On Monday, following an ambiguous weekend interview in which the topic of licensing of news organizations emerged, Heritage Minister Steven Guilbeault clarified his comments by saying that news outfits would not need to be licensed to operate, nor would the government get involved with determining what content should be considered good or bad.
The report recommends bringing bigger foreign players under the system and requiring them to have “discoverability” thresholds for Canadian content, or to making more prominent that kind of content.
The report recommends that there be “sustainable funding” for a “wide range of news sources,” creators of news be “compensated for the use of their original content by online platform providers,” an expanded mandate for the CBC/Radio-Canada but a gradual phase-out of its advertising, and allowing broadcasters to be eligible for a $595-million, five-year tax credit plan for newspapers announced by the federal government in 2018.
Murphy said private broadcasters such as Bell-owned CTV and Corus-owned Global are also “phenomenal” news organizations, whose fundamental regulatory goal should be to provide accurate and well-researched reporting, adding the discussions about protecting and funding news “must include private broadcasters” and that “needs to be unpacked a little bit.”
However, another unanswered question emanating from the report is how the CRTC – which would be renamed to the Canadian Communications Commission – would define what is considered a media organization in order to absorb them into the broadcasting system. Murphy said that’s a “regulatory burden” that appears “wholly impractical and probably unmanageable.”

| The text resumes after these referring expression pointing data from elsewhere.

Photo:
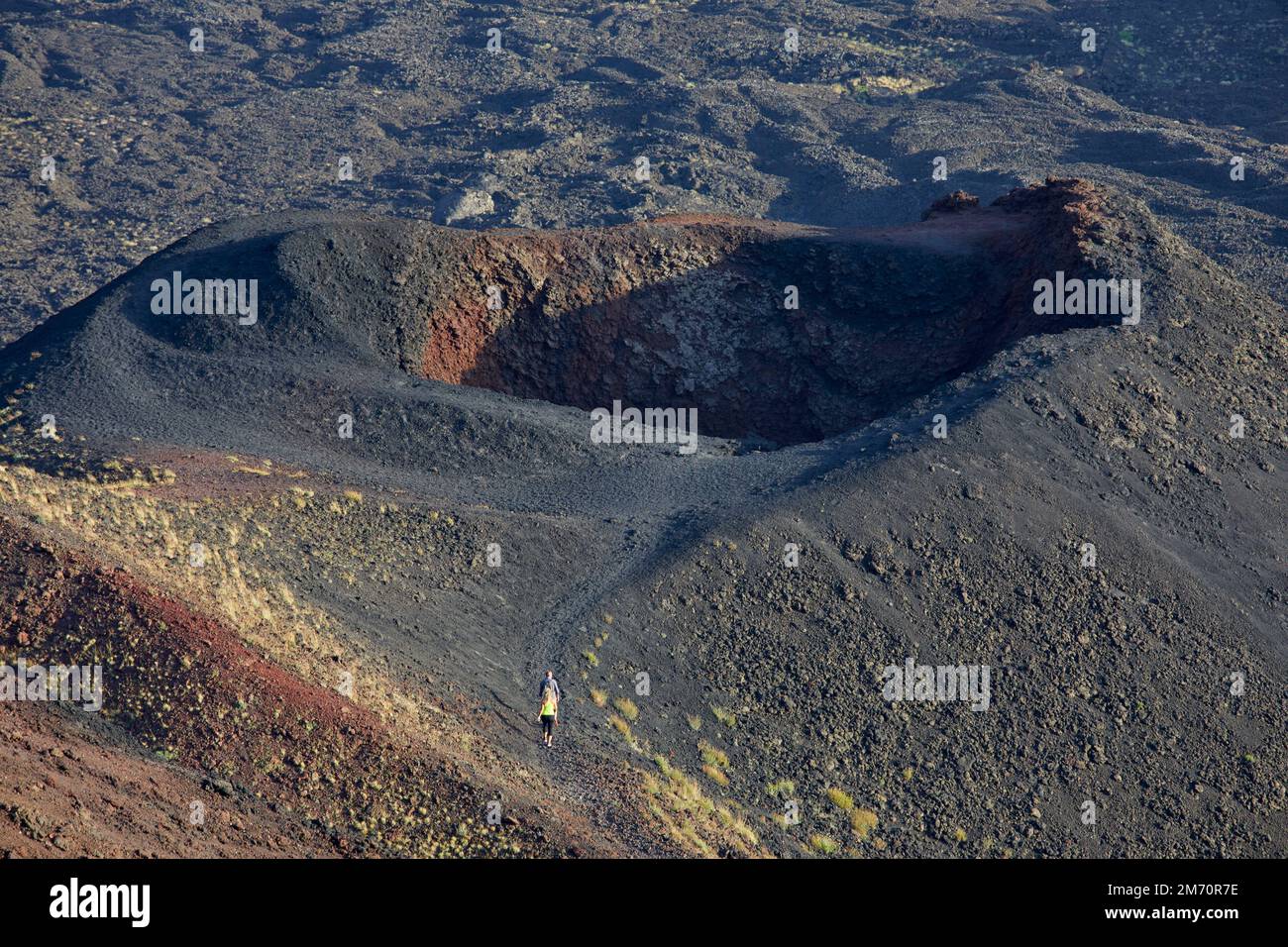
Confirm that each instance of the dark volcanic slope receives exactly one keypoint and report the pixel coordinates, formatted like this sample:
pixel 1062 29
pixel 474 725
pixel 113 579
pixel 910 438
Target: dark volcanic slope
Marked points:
pixel 1111 684
pixel 683 312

The panel recommends making obligations dependent on the category of media, which includes curators, aggregators and sharers of content.
One of the things missing in the report for Murphy was that tangible benefits were not addressed in the report. Tangible benefits are cash which is required of a company that purchases another broadcasting entity, which then goes to improve the broadcasting system as a whole – for example, by allowing public interest groups to participate in CRTC hearings.

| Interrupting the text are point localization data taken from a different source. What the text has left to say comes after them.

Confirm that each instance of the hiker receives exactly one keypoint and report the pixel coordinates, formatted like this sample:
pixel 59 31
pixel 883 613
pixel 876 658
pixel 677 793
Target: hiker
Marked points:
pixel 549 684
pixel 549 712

Murphy said it doesn’t make sense to have tangible benefits when “Netflix is the biggest broadcaster in any given day of the week.” He also expressed concern that the CRTC’s over-decade-old policy on “diversity of voices,” which limits broadcast acquisitions to a certain percentage of the national audience on linear TV, was not addressed in the report.
Now that the report is out – almost exactly a year after the panel received submissions – Murphy believes the “hard work starts now.
“It’s what is the government prepared to do, what does the legislation look like, how quickly can we bring it to the floor,” Murphy said, “and all of us are going to be talking to the government now about which parts of the report we think are doable/workable, which parts of the report we think needs a lot more thinking through…we’re not going to be able to do 97 things. So we need to really hone down and address what the priority things are and then through another filter, what is actually doable.
“So I think we have to boil down and work in concert with the broadcasters, producers, industry stakeholders, the government – not just Heritage, should be ISED, should be finance as well – and we have to move very quickly to bring forward an impactful, easy to understand, easy to implement, sea change of the existing regulatory bargain and it’s got to be done with precision and alignment with the stakeholders and quickly.”